Using Games for Research

October 12, 2018

games for research

Games in the past have been used in various other ways other to just purely entertain their players. Games have been used to train, teach, engage and inform players. By working with game companies, research institutes such as universities can create games that engage and educate players. Game companies can combine pedagogy and key learning objectives from academics alongside game design principles and techniques to create games that educate players whilst providing a fun experience. By having players engage with a game and ultimately the games teachings, research institutes can educate and inform players.

Pocket Sized Hands

It’s no surprise then that Pocket Sized Hands have worked with two different research institutions in the form of Cambridge University and St. Andrews to create games that educate its players. Working with Cambridge University, Pocket Sized Hands are creating Dish Life. Dish Life is a mobile game that educates players about the life of a stem cell researcher and the care giving aspects of stem cell research. Working with St. Andrews, Pocket Sized Hands developed a location-based AR mobile game that taught players about the HPA Axis through mini-games called Hypothalamus Hunt.



Dish Life: The Game

Virtual and Augmented Reality

Virtual and augmented reality are also incredibly useful tools to educate users in unique and compelling ways. As part of a project to reproduce the ancient Egypt ‘Dream Stela’ monument, Harvard university have created an AR app that educates people about the history of the Sphinx allowing users to visually explore a part of history by simply using their mobile phone. Similarly, VR allows players to explore environments. Working with Poppyscotland , Abertay University and Ruffian Games, Pocket Sized Hands created Their Memory. Their Memory explores the memories of veterans of British Army veterans who work at a poppy factory. Through virtual reality, you can listen to the stories of the veterans whilst experiencing the unique environment of the factory in which they work at. Presenting the veterans memories through VR allows people to learn about their lives in a unique and engaging way. Their Memory is a great example of how VR can provide educational, visual experiences.



Their Memory

Research Projects

Cambridge University has previously worked with games company Ninja Theory to better represent mental illness. Working closely with neuroscientist and psychosis expert Professor Paul Fletcher, Cambridge University were able to contribute to the development of Hellblade: Senuas Sacrifice and ensure the portrayal of mental health in the game was accurate.

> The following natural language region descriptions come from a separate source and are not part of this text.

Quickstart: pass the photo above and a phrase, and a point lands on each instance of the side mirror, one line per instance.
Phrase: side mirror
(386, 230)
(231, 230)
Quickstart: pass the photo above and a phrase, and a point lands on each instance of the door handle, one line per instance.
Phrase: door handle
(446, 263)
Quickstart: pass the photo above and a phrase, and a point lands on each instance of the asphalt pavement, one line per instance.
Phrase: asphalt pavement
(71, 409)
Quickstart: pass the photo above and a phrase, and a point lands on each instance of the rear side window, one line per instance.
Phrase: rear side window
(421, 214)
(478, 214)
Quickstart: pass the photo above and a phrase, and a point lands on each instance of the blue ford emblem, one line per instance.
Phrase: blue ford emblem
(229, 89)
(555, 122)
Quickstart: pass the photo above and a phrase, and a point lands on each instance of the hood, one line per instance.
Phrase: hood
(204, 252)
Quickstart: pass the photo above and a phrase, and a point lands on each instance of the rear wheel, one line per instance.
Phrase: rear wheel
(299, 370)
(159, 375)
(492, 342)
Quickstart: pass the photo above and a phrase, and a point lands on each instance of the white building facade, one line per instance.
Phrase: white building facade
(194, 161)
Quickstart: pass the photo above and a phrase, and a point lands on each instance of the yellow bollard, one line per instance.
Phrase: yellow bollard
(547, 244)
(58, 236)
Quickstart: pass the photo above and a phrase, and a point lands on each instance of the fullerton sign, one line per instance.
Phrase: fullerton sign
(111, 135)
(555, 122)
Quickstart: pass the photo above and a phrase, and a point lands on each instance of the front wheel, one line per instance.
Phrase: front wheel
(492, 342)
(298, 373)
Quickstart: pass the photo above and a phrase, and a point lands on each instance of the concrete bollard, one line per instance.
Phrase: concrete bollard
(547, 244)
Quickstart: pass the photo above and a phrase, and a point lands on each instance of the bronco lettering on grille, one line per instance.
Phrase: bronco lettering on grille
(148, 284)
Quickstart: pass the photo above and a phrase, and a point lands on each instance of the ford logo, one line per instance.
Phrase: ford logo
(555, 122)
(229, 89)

Gamification has proven to be an effective tool for a range of different research projects. Developed by University of Aarhus, Quantum Moves is a game in which the user transport atoms by manipulating an energy potential. The game is a real-world simulation of actual atoms and by playing the game, the solution the player comes up with will be to develop a quantum computer at the University of Aarhus. Quantum Moves is a great example of a gamified research project that has impacted the real world.

A similar game is a game made by students of Abertay University called Project Sanitarium. In Project Sanitarium, users are tasked with treating TB suffers using a finite amount of resources. With the information gathered from players, it is hoped the game could benefit in creating new drug treatments for TB.



Project Sanitarium

Games are an incredibly powerful tool to engage and educate people of all ages and backgrounds. Pocket Sized Hands have proved that games can just as effective at teach and researching as other traditional methods.